The owner or operator may elect to use CO CEMS as specified in 40 CFR 60.56c(c)(4) or bag leak detection systems as specified in 40 CFR 60.57c(h).

(8) The owner or operator of a HMIWI equipped with selective noncatalytic reduction technology shall:

(A) establish the maximum charge rate, the minimum secondary chamber temperature, and the minimum reagent flow rate as site-specific operating parameters during the initial performance test to determine compliance with the emissions limits;

(B) ensure that the affected facility does not operate above the maximum charge rate or below the minimum secondary chamber temperature or the minimum reagent flow rate measured as three-hour rolling averages, calculated each hour as the average of the previous three operating hours, at all times. Operating parameter limits shall not apply during performance tests; and

(C) operation of any HMIWI above the maximum charge rate, below the minimum secondary chamber temperature, and below the minimum reagent flow rate simultaneously shall constitute a violation of the NOX emissions limit. The owner or operator may conduct a repeat performance test within 30 days of a violation of applicable operating parameters to demonstrate that the affected facility is not in violation of the applicable emissions limits. Repeat performance tests shall be conducted using the identical operating parameters that indicated a violation.

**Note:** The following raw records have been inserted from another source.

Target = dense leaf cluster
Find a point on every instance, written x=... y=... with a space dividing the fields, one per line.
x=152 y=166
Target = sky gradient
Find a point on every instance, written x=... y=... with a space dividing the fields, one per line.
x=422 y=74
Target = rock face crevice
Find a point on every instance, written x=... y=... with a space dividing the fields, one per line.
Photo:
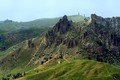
x=56 y=35
x=100 y=38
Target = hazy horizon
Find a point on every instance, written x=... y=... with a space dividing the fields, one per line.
x=28 y=10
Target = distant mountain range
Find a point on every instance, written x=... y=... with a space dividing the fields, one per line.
x=74 y=48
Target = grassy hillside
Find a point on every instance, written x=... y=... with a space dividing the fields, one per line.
x=74 y=70
x=39 y=23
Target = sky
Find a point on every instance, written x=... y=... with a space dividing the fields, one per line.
x=28 y=10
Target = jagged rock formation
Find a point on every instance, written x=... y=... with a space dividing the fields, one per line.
x=56 y=34
x=100 y=38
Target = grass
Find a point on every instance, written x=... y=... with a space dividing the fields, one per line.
x=75 y=70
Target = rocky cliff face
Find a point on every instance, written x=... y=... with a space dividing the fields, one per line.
x=55 y=36
x=100 y=38
x=106 y=39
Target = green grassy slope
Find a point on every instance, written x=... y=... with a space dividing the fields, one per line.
x=39 y=23
x=75 y=70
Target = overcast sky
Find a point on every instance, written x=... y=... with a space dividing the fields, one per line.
x=27 y=10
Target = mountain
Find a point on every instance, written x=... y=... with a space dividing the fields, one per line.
x=12 y=32
x=86 y=50
x=9 y=25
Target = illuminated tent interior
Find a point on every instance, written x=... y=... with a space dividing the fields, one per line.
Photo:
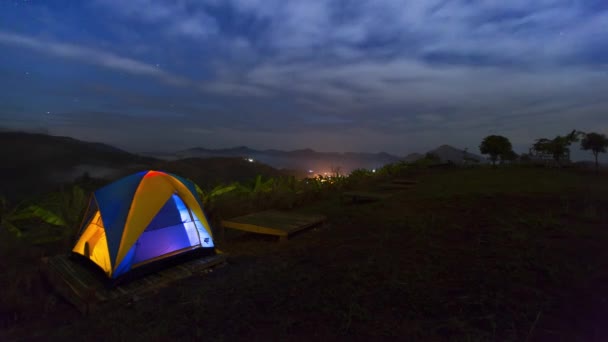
x=141 y=220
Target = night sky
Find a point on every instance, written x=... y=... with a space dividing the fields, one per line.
x=332 y=75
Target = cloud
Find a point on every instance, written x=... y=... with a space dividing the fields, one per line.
x=175 y=17
x=431 y=69
x=91 y=56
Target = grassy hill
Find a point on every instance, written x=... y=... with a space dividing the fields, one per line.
x=480 y=254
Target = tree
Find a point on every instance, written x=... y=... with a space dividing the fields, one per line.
x=558 y=147
x=496 y=146
x=433 y=157
x=596 y=143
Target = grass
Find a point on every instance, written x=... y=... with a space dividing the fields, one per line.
x=467 y=254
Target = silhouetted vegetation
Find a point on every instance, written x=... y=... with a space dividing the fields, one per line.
x=497 y=146
x=596 y=143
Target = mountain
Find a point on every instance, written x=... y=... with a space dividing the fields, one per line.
x=449 y=153
x=304 y=159
x=35 y=162
x=412 y=157
x=210 y=172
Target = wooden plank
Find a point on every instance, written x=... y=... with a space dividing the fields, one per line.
x=394 y=186
x=404 y=181
x=360 y=196
x=274 y=222
x=82 y=287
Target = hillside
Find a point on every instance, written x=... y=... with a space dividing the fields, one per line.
x=34 y=163
x=209 y=172
x=304 y=159
x=449 y=153
x=37 y=163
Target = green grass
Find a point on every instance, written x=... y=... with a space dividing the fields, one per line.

(e) Test Methods and Procedures.

(1) The test methods and procedures described in 15A NCAC 02D .2600, 40 CFR Part 60 Appendix A, and 40 CFR Part 61 Appendix B shall be used to determine compliance with emission rates. Method 29 of 40 CFR Part 60 shall be used to determine emission rates for metals. However, Method 29 shall be used to sample for chromium (VI) and SW 846 Method 0060 shall be used for the analysis.

(2) The Director shall require the owner or operator to test the HMIWI to demonstrate compliance with the emission standards listed in Paragraph (c) of this Rule if necessary to assure compliance.

(f) Monitoring, Recordkeeping, and Reporting.

(1) The owner or operator of an HMIWI subject to the requirements of this Rule shall comply with the monitoring, recordkeeping, and reporting requirements in 15A NCAC 02D .0600.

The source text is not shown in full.